Madeleine Alves disse...

O artigo inaugural deste blog é certamente uma "lança" bem conhecida para aqueles que EFETIVAMENTE trabalham no meio cultural (aqueles que apenas o dizem e fingem fazê-lo estão certamente do lado diametralmente oposto, incomodando-se com a "ponta"). A agricultura, a economia, o meio ambiente, os negócios do exterior e tantos outros setores do governo tratam de assuntos inerentes à cultura, uma vez que é da cultura humana trabalhar nesses aspectos. Não podemos separar a vida, com seus múltiplos espectros e aspectos, em gavetas e caixas de papelão, pois tudo está interconectado.

Contudo, a questão é justamente quando se pensa que a cultura são somente as expressões artísticas, que somente quem é músico, ou pintor, ou escritor etc, trabalha com cultura.

Cultura é feita todos os dias.

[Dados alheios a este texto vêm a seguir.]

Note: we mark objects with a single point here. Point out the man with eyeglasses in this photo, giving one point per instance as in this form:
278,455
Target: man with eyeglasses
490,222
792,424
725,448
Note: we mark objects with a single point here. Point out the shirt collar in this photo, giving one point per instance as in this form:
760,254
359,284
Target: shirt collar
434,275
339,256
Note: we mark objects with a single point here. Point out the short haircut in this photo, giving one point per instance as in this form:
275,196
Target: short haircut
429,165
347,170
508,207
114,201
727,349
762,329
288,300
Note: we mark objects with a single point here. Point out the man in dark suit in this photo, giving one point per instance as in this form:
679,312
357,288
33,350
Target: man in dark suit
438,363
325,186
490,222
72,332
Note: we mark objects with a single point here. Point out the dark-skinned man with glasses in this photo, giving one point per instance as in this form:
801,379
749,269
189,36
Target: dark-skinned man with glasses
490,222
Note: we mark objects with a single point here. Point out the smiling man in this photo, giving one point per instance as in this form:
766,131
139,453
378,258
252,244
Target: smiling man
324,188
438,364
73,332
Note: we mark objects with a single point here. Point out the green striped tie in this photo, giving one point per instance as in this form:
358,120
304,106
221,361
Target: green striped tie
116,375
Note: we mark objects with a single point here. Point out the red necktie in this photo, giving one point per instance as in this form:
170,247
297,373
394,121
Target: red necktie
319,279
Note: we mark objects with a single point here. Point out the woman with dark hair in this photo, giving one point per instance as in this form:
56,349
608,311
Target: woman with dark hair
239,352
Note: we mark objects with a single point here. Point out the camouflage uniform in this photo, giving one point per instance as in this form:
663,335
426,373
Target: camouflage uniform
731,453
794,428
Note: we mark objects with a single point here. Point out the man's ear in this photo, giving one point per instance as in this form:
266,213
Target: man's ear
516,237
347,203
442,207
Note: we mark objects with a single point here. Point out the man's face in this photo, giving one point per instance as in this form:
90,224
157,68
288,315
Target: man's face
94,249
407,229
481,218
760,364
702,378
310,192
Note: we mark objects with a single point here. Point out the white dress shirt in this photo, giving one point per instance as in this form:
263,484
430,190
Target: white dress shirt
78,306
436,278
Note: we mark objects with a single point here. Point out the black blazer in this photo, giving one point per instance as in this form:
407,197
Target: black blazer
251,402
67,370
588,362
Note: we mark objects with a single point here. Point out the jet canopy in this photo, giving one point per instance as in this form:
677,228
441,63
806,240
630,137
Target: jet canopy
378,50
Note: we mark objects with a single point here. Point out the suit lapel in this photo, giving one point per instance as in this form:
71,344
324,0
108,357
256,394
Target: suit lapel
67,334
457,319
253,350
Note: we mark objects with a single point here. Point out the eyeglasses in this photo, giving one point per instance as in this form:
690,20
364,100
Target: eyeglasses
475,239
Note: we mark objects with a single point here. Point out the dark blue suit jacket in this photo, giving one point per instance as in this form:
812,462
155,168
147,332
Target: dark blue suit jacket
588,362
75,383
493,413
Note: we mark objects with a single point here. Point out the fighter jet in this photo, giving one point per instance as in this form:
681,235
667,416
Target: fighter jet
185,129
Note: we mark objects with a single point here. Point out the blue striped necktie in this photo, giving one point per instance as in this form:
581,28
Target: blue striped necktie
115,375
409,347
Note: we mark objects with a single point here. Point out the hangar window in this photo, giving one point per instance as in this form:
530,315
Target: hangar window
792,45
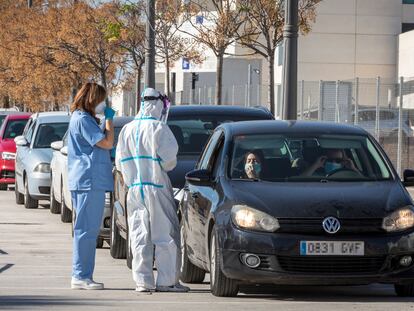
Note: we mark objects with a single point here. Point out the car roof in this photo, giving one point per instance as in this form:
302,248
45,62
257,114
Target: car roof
291,127
187,110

É a nossa passagem sobre a terra — a arte é apenas um meio de se analisá-la, de observá-la com a mente e expressá-la, comunicá-la de algum modo.

E pode ser justamente por se confundir os conceitos de cultura e arte que todos esses outros campos elencados são tidos com maior seriedade do que a produção cultural e suas políticas.

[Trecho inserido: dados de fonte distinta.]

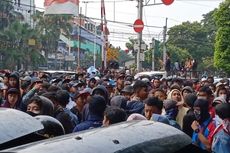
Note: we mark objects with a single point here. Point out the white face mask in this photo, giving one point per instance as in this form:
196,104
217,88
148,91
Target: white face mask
202,97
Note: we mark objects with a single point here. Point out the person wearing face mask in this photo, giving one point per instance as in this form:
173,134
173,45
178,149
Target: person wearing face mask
40,105
217,101
222,92
206,93
171,112
176,95
203,126
221,135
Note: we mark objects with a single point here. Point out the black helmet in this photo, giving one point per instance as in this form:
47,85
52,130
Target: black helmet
52,127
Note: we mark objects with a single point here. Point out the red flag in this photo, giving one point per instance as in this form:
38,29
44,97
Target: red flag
61,7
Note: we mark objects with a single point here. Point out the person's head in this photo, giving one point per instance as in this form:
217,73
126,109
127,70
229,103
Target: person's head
140,89
13,97
152,105
160,94
127,91
113,115
34,106
189,100
14,80
121,80
222,92
186,90
62,97
210,80
81,98
119,101
218,100
136,116
156,83
171,108
201,110
223,111
97,105
101,91
40,105
175,95
25,82
205,93
92,83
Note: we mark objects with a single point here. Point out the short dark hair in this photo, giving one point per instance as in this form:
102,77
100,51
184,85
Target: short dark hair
154,101
115,114
36,99
206,89
97,105
62,97
138,85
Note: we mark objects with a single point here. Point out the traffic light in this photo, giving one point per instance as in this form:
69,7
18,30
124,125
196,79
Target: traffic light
167,2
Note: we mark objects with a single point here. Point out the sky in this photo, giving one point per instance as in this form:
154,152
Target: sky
153,16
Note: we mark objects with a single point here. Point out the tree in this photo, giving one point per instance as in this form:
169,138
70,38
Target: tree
17,51
191,37
8,14
222,44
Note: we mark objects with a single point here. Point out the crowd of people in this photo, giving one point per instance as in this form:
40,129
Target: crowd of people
83,101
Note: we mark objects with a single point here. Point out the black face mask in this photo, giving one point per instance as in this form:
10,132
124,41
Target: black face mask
31,113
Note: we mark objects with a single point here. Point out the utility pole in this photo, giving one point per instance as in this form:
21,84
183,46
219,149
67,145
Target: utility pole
79,43
140,11
153,52
164,42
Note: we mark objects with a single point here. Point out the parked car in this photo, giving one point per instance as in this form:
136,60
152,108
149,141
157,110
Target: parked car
127,137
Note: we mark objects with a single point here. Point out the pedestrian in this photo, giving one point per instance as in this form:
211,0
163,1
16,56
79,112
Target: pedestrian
221,135
113,115
203,126
96,108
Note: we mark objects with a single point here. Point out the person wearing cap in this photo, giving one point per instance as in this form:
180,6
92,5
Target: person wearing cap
127,91
119,84
156,83
221,135
13,99
80,99
40,105
186,90
92,83
203,126
171,111
136,105
189,100
223,92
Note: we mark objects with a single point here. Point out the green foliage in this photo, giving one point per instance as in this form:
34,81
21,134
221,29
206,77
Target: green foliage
222,44
177,54
191,37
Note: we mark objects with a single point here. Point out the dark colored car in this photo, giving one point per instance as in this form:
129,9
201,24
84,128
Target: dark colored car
127,137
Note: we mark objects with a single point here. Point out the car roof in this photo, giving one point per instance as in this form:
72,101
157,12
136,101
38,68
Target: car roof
15,124
132,136
150,73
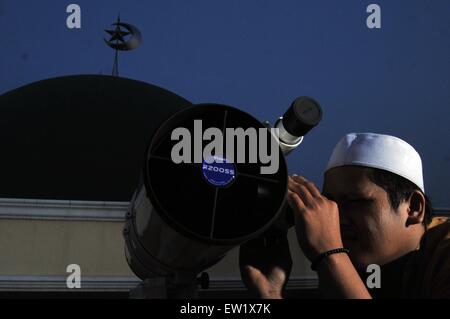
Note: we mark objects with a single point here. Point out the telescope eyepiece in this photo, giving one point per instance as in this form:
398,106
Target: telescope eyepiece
303,115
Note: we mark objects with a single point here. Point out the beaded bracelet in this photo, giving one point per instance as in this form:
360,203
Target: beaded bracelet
326,254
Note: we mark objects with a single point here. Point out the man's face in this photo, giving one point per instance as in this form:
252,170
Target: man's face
370,228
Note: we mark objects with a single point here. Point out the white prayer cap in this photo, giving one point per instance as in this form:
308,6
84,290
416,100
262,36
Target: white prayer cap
379,151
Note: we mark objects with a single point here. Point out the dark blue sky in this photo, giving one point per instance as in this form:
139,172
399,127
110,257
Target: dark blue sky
258,56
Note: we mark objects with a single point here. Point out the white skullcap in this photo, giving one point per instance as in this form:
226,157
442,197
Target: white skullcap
379,151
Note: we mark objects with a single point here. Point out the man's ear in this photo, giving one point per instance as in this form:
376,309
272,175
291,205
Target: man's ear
416,208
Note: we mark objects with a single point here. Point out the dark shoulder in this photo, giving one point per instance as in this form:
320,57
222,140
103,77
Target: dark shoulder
430,267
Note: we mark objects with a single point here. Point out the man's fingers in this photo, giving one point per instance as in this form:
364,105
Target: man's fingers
301,190
295,201
312,188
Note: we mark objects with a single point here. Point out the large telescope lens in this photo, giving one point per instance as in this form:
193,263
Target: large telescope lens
185,217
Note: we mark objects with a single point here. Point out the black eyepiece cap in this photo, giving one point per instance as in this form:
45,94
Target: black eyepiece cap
303,115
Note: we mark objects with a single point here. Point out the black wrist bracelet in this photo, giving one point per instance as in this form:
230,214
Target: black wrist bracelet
326,254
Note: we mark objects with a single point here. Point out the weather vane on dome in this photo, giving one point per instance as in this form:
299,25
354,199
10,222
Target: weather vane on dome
125,39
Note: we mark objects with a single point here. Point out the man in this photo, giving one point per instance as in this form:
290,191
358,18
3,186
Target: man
373,210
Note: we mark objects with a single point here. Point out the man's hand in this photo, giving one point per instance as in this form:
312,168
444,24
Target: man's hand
265,264
318,231
316,218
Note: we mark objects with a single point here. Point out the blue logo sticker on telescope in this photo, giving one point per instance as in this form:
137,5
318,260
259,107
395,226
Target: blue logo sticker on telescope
219,172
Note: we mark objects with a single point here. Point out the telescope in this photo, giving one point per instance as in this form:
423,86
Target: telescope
102,138
185,216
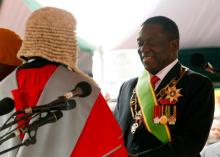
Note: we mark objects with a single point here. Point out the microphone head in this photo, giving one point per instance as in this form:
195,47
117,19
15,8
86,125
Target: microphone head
6,106
58,114
85,88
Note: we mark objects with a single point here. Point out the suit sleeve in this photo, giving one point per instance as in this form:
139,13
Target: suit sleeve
194,122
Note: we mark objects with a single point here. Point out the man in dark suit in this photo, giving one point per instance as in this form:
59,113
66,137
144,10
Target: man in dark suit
171,117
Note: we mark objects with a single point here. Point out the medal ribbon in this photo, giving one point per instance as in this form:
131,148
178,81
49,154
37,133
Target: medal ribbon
146,100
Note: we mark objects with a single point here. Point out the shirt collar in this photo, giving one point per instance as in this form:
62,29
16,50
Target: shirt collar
161,74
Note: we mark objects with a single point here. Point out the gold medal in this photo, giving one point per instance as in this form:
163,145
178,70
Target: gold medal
163,120
134,127
172,120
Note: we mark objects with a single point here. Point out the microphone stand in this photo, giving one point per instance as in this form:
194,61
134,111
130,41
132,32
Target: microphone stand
32,131
27,142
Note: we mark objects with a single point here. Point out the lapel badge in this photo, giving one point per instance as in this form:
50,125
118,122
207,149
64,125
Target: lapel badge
172,94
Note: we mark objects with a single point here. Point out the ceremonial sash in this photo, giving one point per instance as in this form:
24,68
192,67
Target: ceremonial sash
146,100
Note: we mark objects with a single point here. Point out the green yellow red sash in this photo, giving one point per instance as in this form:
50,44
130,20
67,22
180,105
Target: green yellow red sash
146,100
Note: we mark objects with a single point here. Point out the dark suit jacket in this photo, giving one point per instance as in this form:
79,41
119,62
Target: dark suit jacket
194,118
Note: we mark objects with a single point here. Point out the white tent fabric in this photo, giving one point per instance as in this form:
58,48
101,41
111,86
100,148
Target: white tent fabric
115,24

Infelizmente, quem está de fora do meio encara a produção cultural como uma diversão, uma válvula de escape à pressão do escritório e das contas a pagar. Muitas vezes, como bem frisa o artigo de Fausto Fuser, esse comportamento é incentivado por aqueles mesmos que fazem cultura, quando tratam levianamente os projetos a que se dispõem e, muiitas vezes, sentam no ego da fama e do prestígio que a palavra(-mágica) "artista" para quem a pronuncia junto da primeira pessoa do singular.

Pois bem: esse excelente artigo traz à baila o mais óbvio — e que, por assim mesmo ser, mais imperceptível à maioria. Cultura está em nós, em nossas ações. Indissociável dos boletins de ocorrência e escândalos públicos, é o ponto-de-vista de uma sociedade, de um tempo, que se imprime no tempo-espaço terrastre por meio da arte.

É um assunto a ser levado, sim, tão a sério quanto a crise econômica — lógico, sem tantas gravatas e ataduras — e a ser valorizado dia-a-dia, enquanto vivemos, enquanto observamos, enquanto nos expressamos.

Reflito e aguardo por mais deste assunto tão bem escrito aqu no blog do MOTIN. Parabéns!!